Five years ago, two small health clinics in Mississippi and South Boston embarked on a mission to provide high-quality health care to residents in their communities regardless of whether or not they could pay. Since then, that mission has grown into a national program supporting 9,000 sites across 1,300 community-based health centers and serving 23 million people, called the Health Center Program.
Health and Human Services announced on Tuesday that $169 million in ACA funding will be allotted to 266 new health center sites in 46 states, the District of Columbia and Puerto Rico. The centers are expected to increase access to health care services for over 1.2 million patients across the country.
These funds build on the $101 million that was awarded to 164 new health center sites in May 2015.
In a blog post, HHS Secretary Sylvia Mathews wrote that health centers are on the front lines of transforming our health care system. “In health centers across the country, providers are working as teams to coordinate their patients’ care. As a result, patients are put in the center of their own care – empowered, educated and engaged to take charge of their health,” she wrote.

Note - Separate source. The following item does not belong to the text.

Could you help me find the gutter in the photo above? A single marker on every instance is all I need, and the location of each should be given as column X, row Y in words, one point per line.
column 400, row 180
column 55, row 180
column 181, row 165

One in 14 people in the U.S. receive primary care from a health center. For those patients, the health centers are providing quality treatment — over 69 percent of health centers are recognized by national organizations as patient-centered medical homes, which is the most promising model of high-quality primary care.
Even though the health centers treat a sicker, poorer, more diverse population than other health care providers, they outperform national averages in chronic disease management, preventive services and perinatal measures, according to Mathews.